QDB_DATA_UUID="$(sudo blkid -s UUID -o value "$QDB_DATA_DEVICE")"
echo "UUID=$QDB_DATA_UUID $QDB_ROOT ext4 discard,defaults,nofail 0 2" | sudo tee -a /etc/fstab
sudo chown "$USER:$USER" "$QDB_ROOT"
findmnt "$QDB_ROOT"
After this step, QuestDB configuration, logs, and table data will live under
/var/lib/questdb.
Install QuestDB
Download QuestDB and start it with /var/lib/questdb as the QuestDB root
directory:
wget https://github.com/questdb/questdb/releases/download/9.4.3/questdb-9.4.3-rt-linux-x86-64.tar.gz
tar xzf questdb-9.4.3-rt-linux-x86-64.tar.gz
cd questdb-9.4.3-rt-linux-x86-64/bin
./questdb.sh start -d /var/lib/questdb
./questdb.sh status -d /var/lib/questdb
Access the Web Console at http://<external-ip>:9000, using the instance's
External IP from the VM Instances page.

You can also send a request to the REST API on port 9000:
curl -G \
--data-urlencode "query=SELECT * FROM telemetry_config" \
"http://<external-ip>:9000/exec"
The deployment is working when:
questdb.sh status -d /var/lib/questdbreports the service as runningcurl http://localhost:9003/statusreturnsStatus: Healthyfrom the VMhttp://<external-ip>:9000loads the Web Console from an allowed source IP
For production deployments, use systemd to manage the QuestDB service.
Security
Change default credentials
Update credentials immediately after deployment.

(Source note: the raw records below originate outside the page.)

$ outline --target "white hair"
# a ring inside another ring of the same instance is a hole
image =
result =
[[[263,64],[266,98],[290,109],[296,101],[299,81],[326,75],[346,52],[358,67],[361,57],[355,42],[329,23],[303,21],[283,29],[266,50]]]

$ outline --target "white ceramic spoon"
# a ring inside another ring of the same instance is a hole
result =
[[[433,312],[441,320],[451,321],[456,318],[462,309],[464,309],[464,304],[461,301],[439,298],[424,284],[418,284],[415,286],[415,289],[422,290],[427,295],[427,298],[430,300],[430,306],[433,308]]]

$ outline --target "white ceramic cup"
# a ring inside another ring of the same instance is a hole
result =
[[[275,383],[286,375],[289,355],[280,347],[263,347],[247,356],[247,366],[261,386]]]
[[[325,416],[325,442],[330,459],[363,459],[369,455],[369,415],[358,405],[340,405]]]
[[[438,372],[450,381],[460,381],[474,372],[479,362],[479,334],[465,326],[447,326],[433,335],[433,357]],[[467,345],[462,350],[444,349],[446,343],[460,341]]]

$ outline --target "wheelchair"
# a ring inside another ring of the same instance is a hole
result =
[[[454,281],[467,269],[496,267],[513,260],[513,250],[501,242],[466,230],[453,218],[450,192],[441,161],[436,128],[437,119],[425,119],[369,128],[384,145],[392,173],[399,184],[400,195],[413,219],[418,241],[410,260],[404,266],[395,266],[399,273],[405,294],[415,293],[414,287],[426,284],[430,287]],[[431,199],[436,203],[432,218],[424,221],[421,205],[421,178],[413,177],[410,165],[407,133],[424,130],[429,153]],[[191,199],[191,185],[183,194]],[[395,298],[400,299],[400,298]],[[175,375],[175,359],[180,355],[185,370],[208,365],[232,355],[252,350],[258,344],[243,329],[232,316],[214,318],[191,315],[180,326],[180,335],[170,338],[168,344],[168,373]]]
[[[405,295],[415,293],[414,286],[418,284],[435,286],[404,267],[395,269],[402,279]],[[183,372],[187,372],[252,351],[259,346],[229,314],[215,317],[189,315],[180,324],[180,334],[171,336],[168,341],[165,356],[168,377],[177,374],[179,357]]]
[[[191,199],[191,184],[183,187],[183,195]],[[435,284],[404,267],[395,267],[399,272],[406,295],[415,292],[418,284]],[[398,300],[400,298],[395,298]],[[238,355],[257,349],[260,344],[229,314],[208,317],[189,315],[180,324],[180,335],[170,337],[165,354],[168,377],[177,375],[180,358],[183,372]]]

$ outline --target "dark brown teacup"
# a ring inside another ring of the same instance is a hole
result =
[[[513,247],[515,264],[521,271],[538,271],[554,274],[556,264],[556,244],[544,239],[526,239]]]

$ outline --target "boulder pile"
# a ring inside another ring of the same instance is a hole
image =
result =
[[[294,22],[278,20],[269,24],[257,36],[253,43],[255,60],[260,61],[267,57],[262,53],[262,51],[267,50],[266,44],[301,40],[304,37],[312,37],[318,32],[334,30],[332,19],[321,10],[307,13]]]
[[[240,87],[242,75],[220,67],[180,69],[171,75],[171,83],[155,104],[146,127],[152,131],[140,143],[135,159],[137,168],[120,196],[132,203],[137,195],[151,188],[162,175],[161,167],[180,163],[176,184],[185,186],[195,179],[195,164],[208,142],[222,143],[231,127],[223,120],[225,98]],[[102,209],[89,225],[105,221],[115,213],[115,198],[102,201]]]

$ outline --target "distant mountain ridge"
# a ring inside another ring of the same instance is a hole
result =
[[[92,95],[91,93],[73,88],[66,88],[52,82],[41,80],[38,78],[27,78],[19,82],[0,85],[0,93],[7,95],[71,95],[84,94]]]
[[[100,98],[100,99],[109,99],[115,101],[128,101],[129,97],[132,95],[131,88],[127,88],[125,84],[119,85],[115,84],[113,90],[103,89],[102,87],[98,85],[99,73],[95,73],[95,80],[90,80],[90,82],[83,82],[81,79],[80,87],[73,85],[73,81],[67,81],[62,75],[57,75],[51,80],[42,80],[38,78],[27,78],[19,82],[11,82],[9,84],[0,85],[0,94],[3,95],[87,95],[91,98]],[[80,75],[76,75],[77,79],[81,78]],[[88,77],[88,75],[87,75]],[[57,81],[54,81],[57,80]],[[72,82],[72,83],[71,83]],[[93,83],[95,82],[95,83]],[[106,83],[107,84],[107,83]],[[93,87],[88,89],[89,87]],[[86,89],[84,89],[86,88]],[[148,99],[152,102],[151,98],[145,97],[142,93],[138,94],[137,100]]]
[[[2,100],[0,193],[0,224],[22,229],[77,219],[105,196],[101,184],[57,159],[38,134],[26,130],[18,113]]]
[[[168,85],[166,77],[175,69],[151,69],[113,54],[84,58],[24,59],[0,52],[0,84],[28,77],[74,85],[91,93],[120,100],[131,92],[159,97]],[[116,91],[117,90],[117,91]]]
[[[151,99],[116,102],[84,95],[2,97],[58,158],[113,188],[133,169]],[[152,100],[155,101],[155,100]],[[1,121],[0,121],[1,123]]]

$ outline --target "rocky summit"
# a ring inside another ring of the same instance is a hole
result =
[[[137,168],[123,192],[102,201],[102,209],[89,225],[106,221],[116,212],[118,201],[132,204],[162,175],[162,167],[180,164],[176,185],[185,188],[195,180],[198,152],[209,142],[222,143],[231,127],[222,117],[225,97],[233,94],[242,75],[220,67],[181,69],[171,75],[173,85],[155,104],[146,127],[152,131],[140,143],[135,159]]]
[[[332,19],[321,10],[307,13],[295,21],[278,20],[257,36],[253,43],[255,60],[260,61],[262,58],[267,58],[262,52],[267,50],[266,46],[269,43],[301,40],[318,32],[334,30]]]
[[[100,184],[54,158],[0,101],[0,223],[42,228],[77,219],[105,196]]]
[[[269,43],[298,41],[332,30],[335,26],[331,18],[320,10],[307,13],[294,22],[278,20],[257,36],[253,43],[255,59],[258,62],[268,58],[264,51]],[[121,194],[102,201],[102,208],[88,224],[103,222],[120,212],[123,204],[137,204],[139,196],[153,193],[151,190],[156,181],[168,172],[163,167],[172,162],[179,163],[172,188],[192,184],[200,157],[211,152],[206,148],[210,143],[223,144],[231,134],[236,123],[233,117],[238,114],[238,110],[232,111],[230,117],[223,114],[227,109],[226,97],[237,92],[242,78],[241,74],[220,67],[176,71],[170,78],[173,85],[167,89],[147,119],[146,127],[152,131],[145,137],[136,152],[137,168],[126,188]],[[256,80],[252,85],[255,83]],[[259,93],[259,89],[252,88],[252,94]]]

Web Console and REST API - edit conf/server.conf:
http.user=your_username
http.password=your_secure_password
PostgreSQL - edit conf/server.conf:
pg.user=your_username
pg.password=your_secure_password
InfluxDB line protocol - edit conf/auth.json. See
ILP authentication.
Restart after changes:
./questdb.sh stop -d /var/lib/questdb
./questdb.sh start -d /var/lib/questdb
Disable unused interfaces
Reduce attack surface by disabling protocols you don't use:
pg.enabled=false # Disable PostgreSQL
line.tcp.enabled=false # Disable ILP
http.enabled=false # Disable Web Console & REST API
http.security.readonly=true # Or make HTTP read-only
Operations
Upgrading
-
Stop QuestDB:
./questdb.sh stop -d /var/lib/questdb -
Back up your data directory
-
Download and extract the new version:
wget https://github.com/questdb/questdb/releases/download/9.4.3/questdb-9.4.3-rt-linux-x86-64.tar.gz
tar xzf questdb-9.4.3-rt-linux-x86-64.tar.gz
- Start the new version:
cd questdb-*/bin
./questdb.sh start -d /var/lib/questdb
Monitoring
Health check:
curl http://localhost:9003/status
Prometheus metrics:
curl http://localhost:9003/metrics
Cloud Monitoring integration:
Use the Ops Agent to collect:
- VM metrics (CPU, memory, disk I/O)
- QuestDB logs from the
log/directory - Custom metrics from the Prometheus endpoint
Enterprise on GCP
QuestDB Enterprise adds production features for GCP:
- GCS replication - Continuous backup for durability
- Cold storage - Move old partitions to GCS, query on-demand
- High availability - Automatic failover across instances
GCP offers two low-latency NFS services that can act as a replication transport
via the fs:: prefix, as an alternative to GCS:
- Google Filestore - a managed NFS service. The
fs::transport over NFS provides sub-200ms replication lag with aggressive tuning, compared to ~1s+ with the GCS object store transport. - NetApp Volumes - a managed NFS service backed by NetApp ONTAP. The QuestDB configuration is identical to Filestore.
To use Filestore or NetApp Volumes for replication:
- Create the instance in the same region as your QuestDB VMs
- Mount the NFS share on both primary and replica nodes
- Configure the
fs::transport inserver.conf:
replication.object.store=fs::root=/mnt/questdb-repl/final;atomic_write_dir=/mnt/questdb-repl/scratch;
Use the backup feature to manage WAL file retention
on the NFS mount. On GKE, expose the share as a PersistentVolume with
ReadWriteMany access mode using the
Filestore CSI driver
so both primary and replica pods can mount it simultaneously.
Filestore Zonal and Basic SSD tiers may require a
quota increase before use,
and NetApp Volumes requires enabling the netapp.googleapis.com API.
For GCS replication, create a bucket for the database, then follow the Enterprise Quick Start to create a connection string and configure QuestDB.